Dessa forma, o texto ortodoxo, ao garantir uma democra­cia que se materializa em processos legitimadores de mudanças e na própria ação da sociedade, pela estrutura estatal, condiciona­dos por princípios universais de direitos humanos, irá consagrar, incentivar e mesmo possibilitar, por intermédio dos seus proces­sos participativos, o ecletismo na sociedade civil e no próprio Estado, como forma de promover a criação de resultantes inova­doras e construídas no embate democrático diário[4].


[1] RUSSOMANO, Rosah. Curso de direito constitucional. 3. ed. rev. ampl., Rio de Janeiro: Freitas Bastos, 1978; BONAVIDES, Paulo. Direito consti­tucional. Rio de Janeiros: Forense, 1980. SILVA, José Afonso da. Curso de direito constitucional positivo.
[2] GELLHORN, Ernest. Antitrust Iaw and economics; COITELY, Esteban.Teoria del derecho economico.
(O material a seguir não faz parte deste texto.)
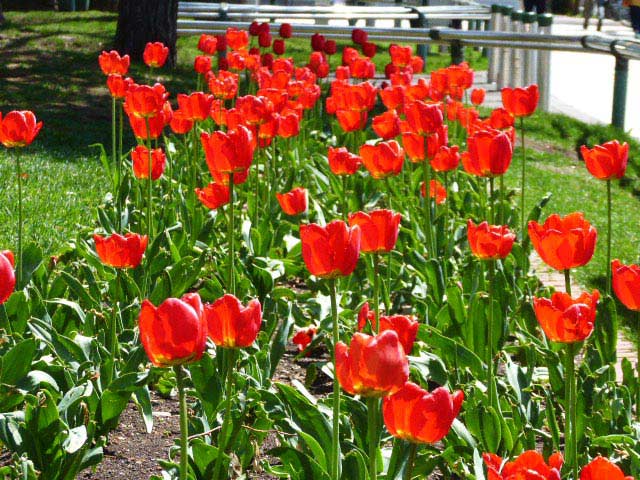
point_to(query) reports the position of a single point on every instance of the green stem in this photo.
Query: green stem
(609, 237)
(408, 473)
(426, 171)
(372, 416)
(571, 450)
(226, 422)
(522, 180)
(184, 423)
(19, 174)
(490, 366)
(335, 439)
(232, 285)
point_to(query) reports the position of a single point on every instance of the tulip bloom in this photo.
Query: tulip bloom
(565, 319)
(214, 195)
(372, 366)
(155, 54)
(490, 242)
(18, 128)
(112, 63)
(295, 202)
(232, 325)
(529, 465)
(602, 469)
(564, 242)
(490, 154)
(606, 161)
(520, 102)
(119, 251)
(230, 152)
(330, 251)
(626, 284)
(7, 275)
(343, 162)
(418, 416)
(140, 160)
(382, 159)
(379, 230)
(174, 333)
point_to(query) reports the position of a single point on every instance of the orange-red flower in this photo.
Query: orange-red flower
(606, 161)
(379, 230)
(294, 202)
(602, 469)
(626, 284)
(214, 195)
(382, 159)
(343, 162)
(230, 152)
(446, 159)
(112, 63)
(564, 242)
(386, 125)
(372, 366)
(330, 251)
(490, 242)
(140, 160)
(232, 325)
(520, 102)
(530, 465)
(174, 333)
(121, 251)
(490, 154)
(565, 319)
(436, 191)
(418, 416)
(18, 128)
(155, 54)
(7, 275)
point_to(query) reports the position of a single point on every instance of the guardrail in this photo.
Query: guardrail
(520, 45)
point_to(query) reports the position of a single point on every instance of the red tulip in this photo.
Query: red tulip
(140, 160)
(121, 251)
(490, 154)
(602, 469)
(112, 63)
(230, 324)
(230, 152)
(564, 243)
(565, 319)
(530, 465)
(155, 54)
(174, 333)
(490, 242)
(436, 191)
(477, 96)
(214, 195)
(295, 202)
(372, 366)
(18, 128)
(7, 275)
(343, 162)
(330, 251)
(626, 284)
(446, 159)
(418, 416)
(379, 230)
(382, 159)
(520, 102)
(606, 161)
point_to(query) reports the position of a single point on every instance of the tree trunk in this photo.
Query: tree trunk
(142, 21)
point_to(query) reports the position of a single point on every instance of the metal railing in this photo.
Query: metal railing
(519, 53)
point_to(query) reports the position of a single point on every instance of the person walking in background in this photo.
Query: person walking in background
(634, 12)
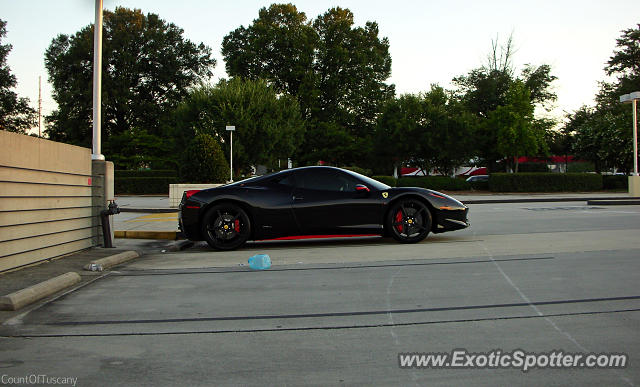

Buenos Aires: Frigerio Artes Gráficas, 1971; CHENGT, Bemard. Organization economique de L'Etat. Paris, 1951; CHAMPAUD, Claude. Contribution à la definition du droit economique.Paris: Dalloz, 1967; MONCADA, Luis S. Cabral de. Direito econômico. Coimbra: Coimbra Editora, 1986; SOUZA, Washington Peluso Albmo de. O discurso mtervencionista nas Constituições Brasileras. Revista Brasileira de fnformação Legislativa, ano. 21, n. 81, p. 139­-201,jan/mar., 1984.
[3] SOUZA,Washington Peluso Albino de. Direito econômico. Op. cit.
[4] ZAMPETTI, Pier Luigi. La participación popular em el poder. Op. cit.